Entrée salads became popular a little while ago when the western world became obese and realized that it needed to eat healthier. So what did they do? They created the steak salad, often smothered in blue cheese dressing. Somehow people convince themselves that since it's served atop lettuce this is a health food. But you and I know otherwise. The thing that steak salads do have going for them is that they are bold and hearty, and those are good things. I've taken that inspiration and created a healthy and vegan alternative to this entrée salad favourite.

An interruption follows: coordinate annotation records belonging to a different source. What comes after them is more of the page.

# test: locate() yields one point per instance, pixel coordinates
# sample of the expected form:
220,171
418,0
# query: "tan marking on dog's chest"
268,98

Week 7: Montreal Spiced Portobello Steak Salad
Serves 1 for a main, 2 for a side

1 large portobello mushroom
1 roma tomato
Robust greenery such as romaine and radicchio
cucumber, radish and green or red onion slices

2 tsp vegan worcestershire sauce
(or roughly: 1 1/2 tsp soy sauce, 1/2 tsp cider vinegar, pinch brown sugar, dash garlic & onion powder)
1 tsp montreal steak spice
1 tsp dijon mustard
1 tsp olive oil

Remove mushroom stem. Heat up a lightly oiled pan or grill to medium-high. Fry or grill mushroom cap, about 10-15 minutes per side with a splash of balsamic vinegar or worcestershire sauce. Slice tomato into 4 thick slices, add to pan/grill during last 5 minutes. Slice portobello into thin strips. Assemble salad portobello and tomato slices arranged on top.
Whisk together dressing ingredients and drizzle over salad. Top with some freshly ground pepper. Enjoy with a glass of red wine and a clear conscience.

Salad Challenge Countdown
Salads made: 7 Salads left: 45


  1. Imagine my confusion when I learned that "Entrée" actually means "appetizer", to francophones (which actually makes way more sense than having it mean "main dish"). We attended a potluck and Kyle was essentially asked what the English word for "main dish" was. Well, didn't we feel foolish saying "entrée"...

  2. Hmm.. that does sound foolish. So... what do they call the main course? How on earth did we start calling the main course entrée? This is all very new and puzzling for me!